The others… holy crap. I once worked in a small office space with eight female co-workers, and one alpha female boss… whose job it was to make the female workers feel like slugs, and to the only male co-worker to feel lower than a slug. What made it worse, was that my boss was hot… I mean scorching… like herpes…. so I was willing to put up with the abuse because, well, I kindda thought it made her even hotter… woof.
Unfortunately, at no time did she ever ask me out. Not even for a cuppacoffee. “Dyawannagofacoffee?” Apparently that means something dirty.
In Japan, some female bosses have been accused of alcohol harassment - aruhara ( mixture of the English words involving alcohol and harassment) - which really means the female boss invites young men (lower in position than her, as well,) for coffee during work time… but instead of coffee, it’s the dirty statement above… sakuhara (another mic of English words - sex and harassment).
What? The female boss wants to have sex with me? My chance to get a head, I mean ahead? What is wrong with people? Lol! I get it… young Japanese idealists would like to recognized for what they bring to the boardroom, rather than the bedroom.
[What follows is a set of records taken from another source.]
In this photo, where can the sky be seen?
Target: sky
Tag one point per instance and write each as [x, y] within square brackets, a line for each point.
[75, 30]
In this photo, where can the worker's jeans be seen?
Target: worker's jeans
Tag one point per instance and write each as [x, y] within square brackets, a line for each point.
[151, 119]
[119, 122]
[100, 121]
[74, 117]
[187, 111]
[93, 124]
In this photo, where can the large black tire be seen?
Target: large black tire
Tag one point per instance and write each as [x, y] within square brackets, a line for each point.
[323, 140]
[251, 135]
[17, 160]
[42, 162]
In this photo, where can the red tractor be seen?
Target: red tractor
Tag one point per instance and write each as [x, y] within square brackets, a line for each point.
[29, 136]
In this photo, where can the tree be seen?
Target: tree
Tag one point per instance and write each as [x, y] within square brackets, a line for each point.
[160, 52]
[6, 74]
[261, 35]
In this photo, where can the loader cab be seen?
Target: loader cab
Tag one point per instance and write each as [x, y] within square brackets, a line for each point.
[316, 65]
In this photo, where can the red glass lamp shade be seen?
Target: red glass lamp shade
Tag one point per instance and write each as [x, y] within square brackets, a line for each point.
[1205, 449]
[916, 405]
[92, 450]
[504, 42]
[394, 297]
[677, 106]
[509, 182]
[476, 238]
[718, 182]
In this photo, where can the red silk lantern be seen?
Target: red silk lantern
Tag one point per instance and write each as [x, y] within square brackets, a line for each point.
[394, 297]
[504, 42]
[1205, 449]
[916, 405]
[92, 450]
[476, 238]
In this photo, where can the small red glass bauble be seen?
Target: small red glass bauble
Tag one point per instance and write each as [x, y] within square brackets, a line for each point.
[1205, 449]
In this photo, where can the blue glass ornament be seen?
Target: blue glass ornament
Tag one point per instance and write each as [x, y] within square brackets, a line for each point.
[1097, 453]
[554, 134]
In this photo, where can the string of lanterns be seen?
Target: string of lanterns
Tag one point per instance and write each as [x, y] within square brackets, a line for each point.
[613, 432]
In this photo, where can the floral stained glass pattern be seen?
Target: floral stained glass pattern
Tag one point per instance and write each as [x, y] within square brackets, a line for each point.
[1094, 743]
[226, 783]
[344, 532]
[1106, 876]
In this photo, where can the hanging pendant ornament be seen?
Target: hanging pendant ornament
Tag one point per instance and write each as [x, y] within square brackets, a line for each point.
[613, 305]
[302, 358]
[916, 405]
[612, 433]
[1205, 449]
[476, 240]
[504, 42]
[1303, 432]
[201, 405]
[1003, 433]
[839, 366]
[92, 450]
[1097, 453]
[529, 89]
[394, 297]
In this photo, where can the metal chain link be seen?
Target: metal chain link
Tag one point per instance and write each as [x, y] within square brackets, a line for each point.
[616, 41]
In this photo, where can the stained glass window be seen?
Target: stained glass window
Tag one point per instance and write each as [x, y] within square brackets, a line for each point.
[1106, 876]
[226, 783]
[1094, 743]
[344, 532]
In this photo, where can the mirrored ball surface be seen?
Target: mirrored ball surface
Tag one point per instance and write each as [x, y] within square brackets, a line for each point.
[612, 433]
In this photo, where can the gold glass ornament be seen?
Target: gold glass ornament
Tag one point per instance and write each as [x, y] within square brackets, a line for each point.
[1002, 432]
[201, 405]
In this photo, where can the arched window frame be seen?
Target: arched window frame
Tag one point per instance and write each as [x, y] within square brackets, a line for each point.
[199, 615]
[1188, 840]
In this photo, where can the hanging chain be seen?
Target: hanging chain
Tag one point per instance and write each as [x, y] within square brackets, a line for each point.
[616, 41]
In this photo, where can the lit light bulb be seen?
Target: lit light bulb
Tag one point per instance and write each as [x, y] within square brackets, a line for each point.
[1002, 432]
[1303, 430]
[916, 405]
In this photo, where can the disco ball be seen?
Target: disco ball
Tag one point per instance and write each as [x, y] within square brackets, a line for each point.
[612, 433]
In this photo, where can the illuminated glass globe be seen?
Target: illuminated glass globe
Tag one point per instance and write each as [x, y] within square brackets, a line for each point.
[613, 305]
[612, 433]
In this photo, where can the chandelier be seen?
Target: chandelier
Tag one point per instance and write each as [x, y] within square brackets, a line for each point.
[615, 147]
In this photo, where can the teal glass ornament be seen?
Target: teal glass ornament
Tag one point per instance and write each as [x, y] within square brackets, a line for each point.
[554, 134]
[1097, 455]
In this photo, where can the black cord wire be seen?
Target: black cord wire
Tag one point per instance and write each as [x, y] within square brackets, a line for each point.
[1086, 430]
Me… I think you know where I lie/stand.
Now… lest you think that women in the workforce - even the female bosses… are only operating as their male counterparts did for hundreds of years… just like those male bosses, the female bosses are being told to stop screwing with the employees.
Companies are actually telling their women to treat the office as though it were an “upscale hotel lobby.”
WTF does that mean?
Are women in the Japanese workforce hanging around hotels?
Apparently, that statement means: no slouching, loud talking, unseemly conduct or cheap shoes.
Wait… no unseemly conduct in a hotel lobby? Of course not… we’re not savages… we can wait until we get into the hotel room… or at least the elevator.
Morahara (Moral Harassment - don’t you just love how the Japanese create new words by sorttakindda combining two words into one?) (I know what I wrote - this whole blog is me poking fun at multiple cultures)…
Anyhow… let me direct you to the Japan Times article HERE.
While I still do think it’s embarrassing that Japanese society still seems to think it’s okay to abuse its underlings (Japan has, in the past allowed bullying by length of age to be a major factor in how it’s everyday society is run)… at least the newspaper article shows that Japan wants to change, and that it is trying to encourage its employees to change…
I have long believed that Japan was easily 30+ years ahead of the world in some things, and 30+ years behind the times in others.
PS: Image at the top is Charlie Chaplin in his masterpiece Modern Times, acting the mechanical jackass. I even spent the money to BUY a copy of the movie.